1. Download Norton AntiVirus Plus.
2. Sign in to your Norton account (or create one).
3. Open the app and run a virus scan.
4. Follow the instructions that appear on your screen.

Protect yourself from viruses with Norton

Protecting yourself from virus-laden PDFs and other cyberthreats doesn’t have to be confusing or difficult: let Norton AntiVirus Plus do the hard work for you.

This powerful Cyber Safety suite will help safeguard your device and sensitive data, alert you to potential scams, and automatically eradicate viruses. Plus, with a password manager and Deepfake Protection, you’ll be able to enjoy a safer browsing experience that’s freer from worry.

FAQs

Can you get a virus just by opening a PDF?

Yes, you can get infected just by opening a PDF, but there are a few things you can do to lessen the chances of this happening, such as keeping your software up to date, disabling JavaScript on PDF documents, and being aware of suspicious emails.

Are PDFs safe to open on my phone?

If you know where the file comes from, then opening a PDF on your phone should be fine.
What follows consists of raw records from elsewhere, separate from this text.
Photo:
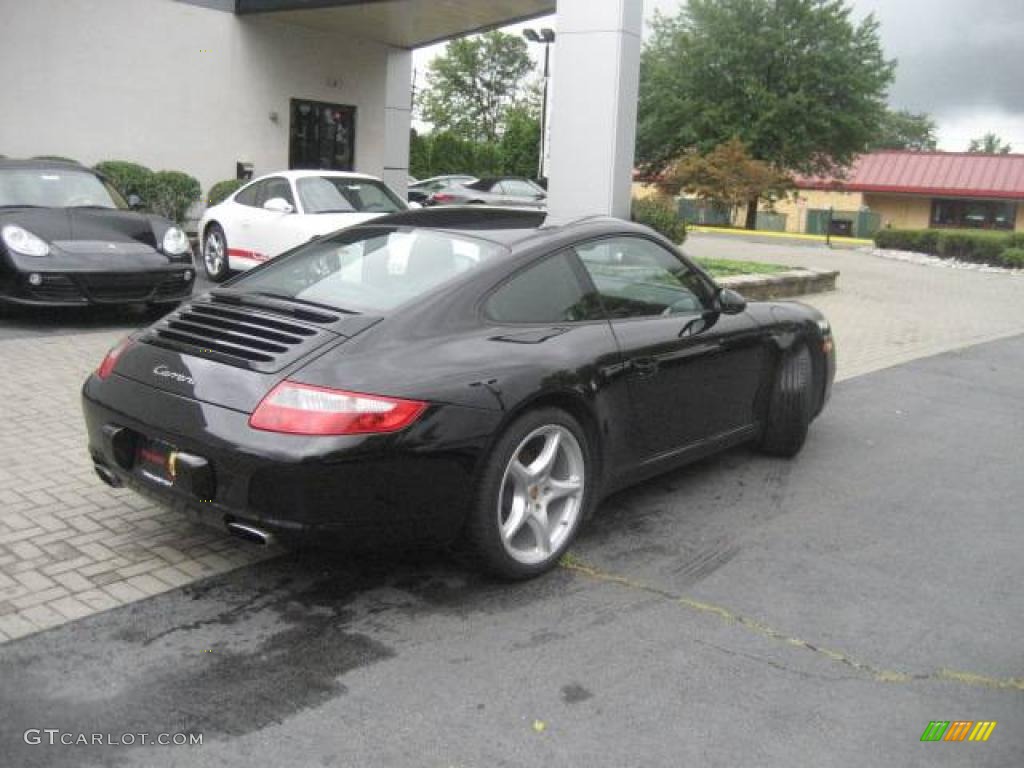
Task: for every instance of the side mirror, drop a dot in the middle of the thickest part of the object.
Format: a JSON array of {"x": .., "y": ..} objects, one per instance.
[
  {"x": 278, "y": 205},
  {"x": 730, "y": 302}
]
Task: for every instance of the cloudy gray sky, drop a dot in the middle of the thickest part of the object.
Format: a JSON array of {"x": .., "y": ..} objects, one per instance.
[{"x": 961, "y": 61}]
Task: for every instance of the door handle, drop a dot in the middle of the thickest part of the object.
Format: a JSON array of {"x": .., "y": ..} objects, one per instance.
[{"x": 645, "y": 367}]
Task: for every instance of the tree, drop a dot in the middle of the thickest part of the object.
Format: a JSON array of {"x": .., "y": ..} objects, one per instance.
[
  {"x": 728, "y": 175},
  {"x": 989, "y": 144},
  {"x": 797, "y": 81},
  {"x": 905, "y": 130},
  {"x": 520, "y": 145},
  {"x": 474, "y": 84}
]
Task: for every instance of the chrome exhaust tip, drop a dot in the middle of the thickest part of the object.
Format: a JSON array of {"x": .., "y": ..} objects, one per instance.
[
  {"x": 251, "y": 534},
  {"x": 108, "y": 476}
]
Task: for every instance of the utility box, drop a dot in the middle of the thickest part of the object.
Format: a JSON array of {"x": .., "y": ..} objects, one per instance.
[{"x": 841, "y": 227}]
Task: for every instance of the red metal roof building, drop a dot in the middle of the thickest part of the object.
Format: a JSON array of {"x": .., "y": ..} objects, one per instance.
[
  {"x": 934, "y": 173},
  {"x": 914, "y": 189}
]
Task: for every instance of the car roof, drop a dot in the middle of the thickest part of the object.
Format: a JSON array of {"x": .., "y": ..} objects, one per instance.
[
  {"x": 43, "y": 165},
  {"x": 312, "y": 173},
  {"x": 508, "y": 226}
]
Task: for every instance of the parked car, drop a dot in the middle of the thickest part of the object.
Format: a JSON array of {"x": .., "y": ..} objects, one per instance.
[
  {"x": 421, "y": 190},
  {"x": 474, "y": 375},
  {"x": 505, "y": 190},
  {"x": 280, "y": 211},
  {"x": 69, "y": 238}
]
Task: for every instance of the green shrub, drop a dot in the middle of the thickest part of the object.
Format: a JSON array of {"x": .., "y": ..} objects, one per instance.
[
  {"x": 220, "y": 192},
  {"x": 56, "y": 158},
  {"x": 1013, "y": 257},
  {"x": 128, "y": 178},
  {"x": 979, "y": 247},
  {"x": 919, "y": 241},
  {"x": 660, "y": 217},
  {"x": 172, "y": 194}
]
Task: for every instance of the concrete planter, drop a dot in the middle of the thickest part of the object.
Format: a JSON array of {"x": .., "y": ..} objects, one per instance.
[{"x": 781, "y": 285}]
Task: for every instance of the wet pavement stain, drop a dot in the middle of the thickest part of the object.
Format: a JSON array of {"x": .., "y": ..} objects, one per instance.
[{"x": 574, "y": 693}]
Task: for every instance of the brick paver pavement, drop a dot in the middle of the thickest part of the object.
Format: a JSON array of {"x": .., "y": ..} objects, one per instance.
[
  {"x": 70, "y": 546},
  {"x": 886, "y": 312}
]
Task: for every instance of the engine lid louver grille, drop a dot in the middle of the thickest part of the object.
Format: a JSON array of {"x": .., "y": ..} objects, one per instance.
[{"x": 238, "y": 335}]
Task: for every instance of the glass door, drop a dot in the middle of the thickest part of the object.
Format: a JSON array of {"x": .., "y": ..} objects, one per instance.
[{"x": 323, "y": 136}]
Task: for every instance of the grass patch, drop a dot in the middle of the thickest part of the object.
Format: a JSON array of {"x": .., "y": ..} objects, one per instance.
[{"x": 728, "y": 267}]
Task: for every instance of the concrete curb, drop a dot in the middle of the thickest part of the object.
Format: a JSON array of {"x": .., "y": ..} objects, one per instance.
[{"x": 781, "y": 285}]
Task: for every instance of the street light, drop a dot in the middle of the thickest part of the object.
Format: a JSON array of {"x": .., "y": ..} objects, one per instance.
[{"x": 545, "y": 37}]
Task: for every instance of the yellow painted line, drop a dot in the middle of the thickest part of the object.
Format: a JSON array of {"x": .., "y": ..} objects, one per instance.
[
  {"x": 877, "y": 673},
  {"x": 771, "y": 233}
]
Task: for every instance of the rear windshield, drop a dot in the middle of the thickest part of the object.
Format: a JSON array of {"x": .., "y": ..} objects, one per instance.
[
  {"x": 369, "y": 270},
  {"x": 56, "y": 188},
  {"x": 338, "y": 195}
]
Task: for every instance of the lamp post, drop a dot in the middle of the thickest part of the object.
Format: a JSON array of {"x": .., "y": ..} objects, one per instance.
[{"x": 546, "y": 37}]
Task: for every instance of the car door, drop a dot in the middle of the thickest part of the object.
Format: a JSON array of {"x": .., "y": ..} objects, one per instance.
[
  {"x": 239, "y": 227},
  {"x": 273, "y": 231},
  {"x": 694, "y": 373},
  {"x": 549, "y": 313}
]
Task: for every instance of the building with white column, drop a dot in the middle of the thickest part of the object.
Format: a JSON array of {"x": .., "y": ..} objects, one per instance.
[{"x": 211, "y": 86}]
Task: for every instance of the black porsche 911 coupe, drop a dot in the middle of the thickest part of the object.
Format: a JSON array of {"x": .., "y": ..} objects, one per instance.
[
  {"x": 69, "y": 239},
  {"x": 477, "y": 376}
]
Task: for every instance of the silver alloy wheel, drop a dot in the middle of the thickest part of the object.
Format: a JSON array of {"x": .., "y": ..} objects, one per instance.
[
  {"x": 542, "y": 494},
  {"x": 213, "y": 252}
]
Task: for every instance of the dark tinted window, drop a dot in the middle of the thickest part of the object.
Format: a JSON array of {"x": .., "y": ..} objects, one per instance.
[
  {"x": 276, "y": 187},
  {"x": 639, "y": 279},
  {"x": 56, "y": 187},
  {"x": 247, "y": 196},
  {"x": 346, "y": 195},
  {"x": 520, "y": 188},
  {"x": 370, "y": 269},
  {"x": 548, "y": 292}
]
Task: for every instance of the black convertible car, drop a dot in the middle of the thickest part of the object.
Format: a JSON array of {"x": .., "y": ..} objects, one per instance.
[
  {"x": 68, "y": 238},
  {"x": 478, "y": 376}
]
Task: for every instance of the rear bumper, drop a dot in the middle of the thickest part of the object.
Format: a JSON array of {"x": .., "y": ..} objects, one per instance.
[
  {"x": 361, "y": 492},
  {"x": 84, "y": 289}
]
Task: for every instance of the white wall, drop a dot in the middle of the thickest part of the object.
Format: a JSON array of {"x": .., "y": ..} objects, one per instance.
[
  {"x": 175, "y": 86},
  {"x": 594, "y": 108}
]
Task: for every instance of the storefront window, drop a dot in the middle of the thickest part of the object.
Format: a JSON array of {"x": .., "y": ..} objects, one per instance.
[{"x": 974, "y": 214}]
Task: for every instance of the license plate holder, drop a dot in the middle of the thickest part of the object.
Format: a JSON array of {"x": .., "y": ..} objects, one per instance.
[
  {"x": 162, "y": 464},
  {"x": 155, "y": 462}
]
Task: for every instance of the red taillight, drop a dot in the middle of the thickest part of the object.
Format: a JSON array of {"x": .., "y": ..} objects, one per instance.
[
  {"x": 301, "y": 409},
  {"x": 111, "y": 360}
]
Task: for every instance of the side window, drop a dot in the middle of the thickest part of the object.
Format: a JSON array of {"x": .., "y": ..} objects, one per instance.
[
  {"x": 548, "y": 292},
  {"x": 249, "y": 195},
  {"x": 518, "y": 188},
  {"x": 276, "y": 187},
  {"x": 636, "y": 278}
]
But remember that it isn’t safe to open a suspicious PDF of unknown provenance on any device — whether desktop or mobile.

Can a PDF give me a virus if I don’t open it?

No, PDF documents are data files, and they cannot execute on their own without you performing an action, such as opening the document or clicking on a link within the document.

How do I know if a PDF is safe?

To be sure that a PDF is safe, scan it using trusted antivirus software before opening or interacting with it.

How effective is antivirus software against malicious PDFs?

Antivirus software can be extremely effective against malicious PDFs, but it isn’t foolproof — some threats may still slip past its protection. To help close security loopholes and limit the damage that a malicious PDF can cause, it’s paramount to keep your antivirus software, apps, and operating system up to date.